We need water. It seems not only a basic, but an obvious and easily available thing to pretty much anyone in the first world. It is even listed as a human right by the UN. However, with fresh water being a distinct minority in the global water total, and unevenly spread with respect to human populations, a variety of questions are raised about what may be done to secure the future of water supply and processing. Not least to how toilet design has, and perhaps should, evolve.

And while the apparently uneven distribution of clean water is undramatic for a lot of people, it belies a rather obvious and serious set of questions: one of them concerns processing water, but another concerns testing water to demonstrate whether it is clean at all.

A given body of water may look and smell safe, but how safe it is microbiologically is not necessarily clear. A variety of water-borne diseases blight various parts of the world (cholera, Dengue fever, bilharzia, polio and too many more to mention) and many of these regions do not have suitable facilities for examining water supplies.

This leaves a gap in the market for a method of testing water that is reliable, simple and transportable. One ingenious method, towards which Villalobos et al. [1] have made significant steps in their research, involves the polymerisation of a lipid called TRCDA.

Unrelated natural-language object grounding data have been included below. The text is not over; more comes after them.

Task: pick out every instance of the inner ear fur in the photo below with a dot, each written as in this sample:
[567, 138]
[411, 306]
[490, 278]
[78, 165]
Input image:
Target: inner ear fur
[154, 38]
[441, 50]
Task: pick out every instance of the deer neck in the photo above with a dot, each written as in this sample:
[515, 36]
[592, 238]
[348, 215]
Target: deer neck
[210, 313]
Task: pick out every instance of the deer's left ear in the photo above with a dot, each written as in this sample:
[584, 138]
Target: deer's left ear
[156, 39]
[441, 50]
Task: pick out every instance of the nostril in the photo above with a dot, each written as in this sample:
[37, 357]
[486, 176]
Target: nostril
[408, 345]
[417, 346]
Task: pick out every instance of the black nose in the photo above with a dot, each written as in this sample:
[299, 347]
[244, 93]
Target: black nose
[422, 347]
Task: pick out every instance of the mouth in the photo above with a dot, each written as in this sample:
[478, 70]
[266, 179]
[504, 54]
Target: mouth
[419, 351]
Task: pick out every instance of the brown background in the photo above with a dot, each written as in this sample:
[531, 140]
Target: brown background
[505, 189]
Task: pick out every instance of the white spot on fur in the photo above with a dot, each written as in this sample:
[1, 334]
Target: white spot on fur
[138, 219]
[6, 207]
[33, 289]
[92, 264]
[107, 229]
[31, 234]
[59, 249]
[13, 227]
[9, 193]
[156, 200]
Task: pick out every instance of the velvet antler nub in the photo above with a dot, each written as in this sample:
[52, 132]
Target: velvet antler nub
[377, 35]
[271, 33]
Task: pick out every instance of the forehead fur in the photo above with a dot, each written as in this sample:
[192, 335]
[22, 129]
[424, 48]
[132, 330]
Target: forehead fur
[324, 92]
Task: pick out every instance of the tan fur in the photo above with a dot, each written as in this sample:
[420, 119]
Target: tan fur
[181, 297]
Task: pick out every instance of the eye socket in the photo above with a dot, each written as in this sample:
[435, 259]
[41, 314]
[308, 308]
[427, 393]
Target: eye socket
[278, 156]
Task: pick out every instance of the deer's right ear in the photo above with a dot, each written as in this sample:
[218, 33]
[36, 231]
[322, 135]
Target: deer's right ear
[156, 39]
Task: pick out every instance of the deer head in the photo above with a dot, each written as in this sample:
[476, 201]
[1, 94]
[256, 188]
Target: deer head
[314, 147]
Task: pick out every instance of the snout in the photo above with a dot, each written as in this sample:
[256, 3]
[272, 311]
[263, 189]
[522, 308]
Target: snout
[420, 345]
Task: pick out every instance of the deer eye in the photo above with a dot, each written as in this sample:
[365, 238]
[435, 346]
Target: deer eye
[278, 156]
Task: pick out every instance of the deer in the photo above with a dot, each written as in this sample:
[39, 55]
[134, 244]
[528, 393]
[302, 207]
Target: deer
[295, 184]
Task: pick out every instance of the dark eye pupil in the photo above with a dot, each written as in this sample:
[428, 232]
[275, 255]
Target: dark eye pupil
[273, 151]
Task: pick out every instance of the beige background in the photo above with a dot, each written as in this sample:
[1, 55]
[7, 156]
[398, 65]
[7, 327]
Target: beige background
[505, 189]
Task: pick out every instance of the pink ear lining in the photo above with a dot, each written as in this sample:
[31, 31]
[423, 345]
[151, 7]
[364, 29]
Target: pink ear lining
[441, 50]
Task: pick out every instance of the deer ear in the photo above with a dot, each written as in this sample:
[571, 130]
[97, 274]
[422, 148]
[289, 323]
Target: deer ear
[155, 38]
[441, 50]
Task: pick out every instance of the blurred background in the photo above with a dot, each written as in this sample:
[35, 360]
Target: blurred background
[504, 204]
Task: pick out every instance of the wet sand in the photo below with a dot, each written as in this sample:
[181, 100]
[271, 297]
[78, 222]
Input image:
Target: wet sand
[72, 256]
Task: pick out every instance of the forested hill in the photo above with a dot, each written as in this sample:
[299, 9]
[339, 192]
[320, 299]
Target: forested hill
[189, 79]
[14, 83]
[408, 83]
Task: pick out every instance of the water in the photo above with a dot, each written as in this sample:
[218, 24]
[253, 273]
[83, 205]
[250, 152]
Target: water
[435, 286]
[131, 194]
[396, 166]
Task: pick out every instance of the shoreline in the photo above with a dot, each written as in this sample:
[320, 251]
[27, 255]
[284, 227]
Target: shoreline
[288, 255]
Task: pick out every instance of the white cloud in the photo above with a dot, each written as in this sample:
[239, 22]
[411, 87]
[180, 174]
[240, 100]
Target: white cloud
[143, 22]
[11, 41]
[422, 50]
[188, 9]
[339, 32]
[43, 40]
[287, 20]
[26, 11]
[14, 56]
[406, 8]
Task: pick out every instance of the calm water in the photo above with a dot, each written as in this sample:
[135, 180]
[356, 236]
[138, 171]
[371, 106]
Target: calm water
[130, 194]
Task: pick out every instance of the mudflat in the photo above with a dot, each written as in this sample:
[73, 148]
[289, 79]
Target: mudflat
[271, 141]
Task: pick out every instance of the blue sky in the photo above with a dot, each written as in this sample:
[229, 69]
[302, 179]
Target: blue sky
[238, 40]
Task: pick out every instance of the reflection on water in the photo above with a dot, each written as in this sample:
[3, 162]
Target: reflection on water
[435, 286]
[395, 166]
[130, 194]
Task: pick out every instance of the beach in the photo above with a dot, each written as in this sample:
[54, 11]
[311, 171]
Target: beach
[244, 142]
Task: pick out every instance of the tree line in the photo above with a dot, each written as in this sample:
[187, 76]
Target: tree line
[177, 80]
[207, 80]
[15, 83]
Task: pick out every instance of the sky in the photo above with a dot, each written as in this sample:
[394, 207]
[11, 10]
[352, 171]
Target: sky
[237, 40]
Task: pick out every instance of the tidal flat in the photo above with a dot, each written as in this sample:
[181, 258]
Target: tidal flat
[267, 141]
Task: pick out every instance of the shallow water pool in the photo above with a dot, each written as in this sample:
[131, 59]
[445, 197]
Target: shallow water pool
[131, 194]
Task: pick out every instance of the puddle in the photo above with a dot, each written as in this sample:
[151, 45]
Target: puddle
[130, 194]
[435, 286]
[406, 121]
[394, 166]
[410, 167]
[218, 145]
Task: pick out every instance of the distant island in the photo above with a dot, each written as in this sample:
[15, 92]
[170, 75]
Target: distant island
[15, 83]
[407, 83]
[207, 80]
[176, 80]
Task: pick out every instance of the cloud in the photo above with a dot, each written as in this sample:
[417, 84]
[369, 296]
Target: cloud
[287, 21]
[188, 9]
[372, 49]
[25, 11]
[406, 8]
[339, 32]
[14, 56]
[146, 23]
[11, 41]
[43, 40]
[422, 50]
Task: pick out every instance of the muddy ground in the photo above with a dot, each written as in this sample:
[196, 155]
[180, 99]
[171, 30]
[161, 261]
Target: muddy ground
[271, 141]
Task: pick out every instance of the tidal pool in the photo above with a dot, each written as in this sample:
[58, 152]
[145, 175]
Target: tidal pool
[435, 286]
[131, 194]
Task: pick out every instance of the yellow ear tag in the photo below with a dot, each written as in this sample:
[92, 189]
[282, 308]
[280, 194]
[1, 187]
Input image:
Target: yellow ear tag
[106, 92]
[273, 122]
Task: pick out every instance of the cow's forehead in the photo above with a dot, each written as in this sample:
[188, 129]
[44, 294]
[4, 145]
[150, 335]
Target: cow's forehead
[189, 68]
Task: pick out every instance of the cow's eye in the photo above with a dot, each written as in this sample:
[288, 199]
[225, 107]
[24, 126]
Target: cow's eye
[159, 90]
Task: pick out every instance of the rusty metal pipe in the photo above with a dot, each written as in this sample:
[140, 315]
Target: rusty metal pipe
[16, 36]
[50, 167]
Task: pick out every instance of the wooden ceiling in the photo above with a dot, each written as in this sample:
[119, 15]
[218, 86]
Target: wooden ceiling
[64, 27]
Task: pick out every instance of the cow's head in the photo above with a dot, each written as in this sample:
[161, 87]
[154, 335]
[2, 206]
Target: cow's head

Applying ultra-violet light to water containing TRCDA and live pathogenic species gives rise to a polymerisation reaction between the TRCDA molecules (Figure 1) that in turn results in a colour change from blue to red. The emission of the red colour is proportional to the presence of the number of such species and falls within the visible range so can be observed with the naked eye. It is also possible to make a quantitative measure of the change using a visible light detector similar to that in long-established techniques like immunosuppressant assays and chromophore-detection MS.  The latter is possible because the polymerisation reaction gives a conjugated unsaturated system not dissimilar to that found in red- and orange-coloured vitamins.

Figure 1. When TRCDA (three molecules either side of the phosphorus-containing lipid present) is treated with ultra-violet light for only a few seconds, a polymerisation reaction occurs that gives rise to a clear colour change. The polymerisation reaction gives a conjugated unsaturated system not dissimilar to that found in red- and orange-coloured vitamins. Diagram courtesy of [2].

However, chemical techniques such as this are inevitably sensitive to interference, with issues surrounding the presence of metal cations (calcium, magnesium etc.) that are common in clean drinking water, as well as pH and temperature fluctuation[3,4]. Villalobos et al. have also sought to work around this problem with a more rigorous method development, including the inclusion of a well-established chemical method of removing metal ions, by chelation with an agent called EDTA.

The use of a technique based upon TRCDA also offers scope for investigating the bacterial presence in foods; however the methods have not yet been developed to do so, and significant challenges remain for that application. For example, some methods use a Phage to detect and control bacteria present in foods, something not compatible with a measure of the presence of all pathogens [5].

Despite this, the scope of this system remains strong, especially in situations where interference from other contaminants (such as metal ions) will be low. Surely a commercial format of this method is within reach?

 

References

[1] P. Villalobos, M. I. Chávez, Y. Olguín, E. Sánchez, E. Valdés, R. Galindo, M. E. Young, Electronic Journal of Biotechnology, 2011, 15, article 5.

[2] C. Valenta, A. Steininger, B. G. Auner, European Journal of Pharmaceutics and Biopharmaceutics, 2004, 57, 329–336.

[3] N. Charoenthai, T. Pattanatornchai, S. Wacharasindhu, M. Sukwattanasinitt, R. Traiphol, Journal of Colloid and Interface Science, 2011, 360, 565.

[4] M. A. Reppy, B. A. Pindzola, Chemical Communications, 2007, 4317-4338

[5] C. E. D. Rees, C. E. R. Dodd, Advances in Applied Microbiology, 2006, 59, 159-186.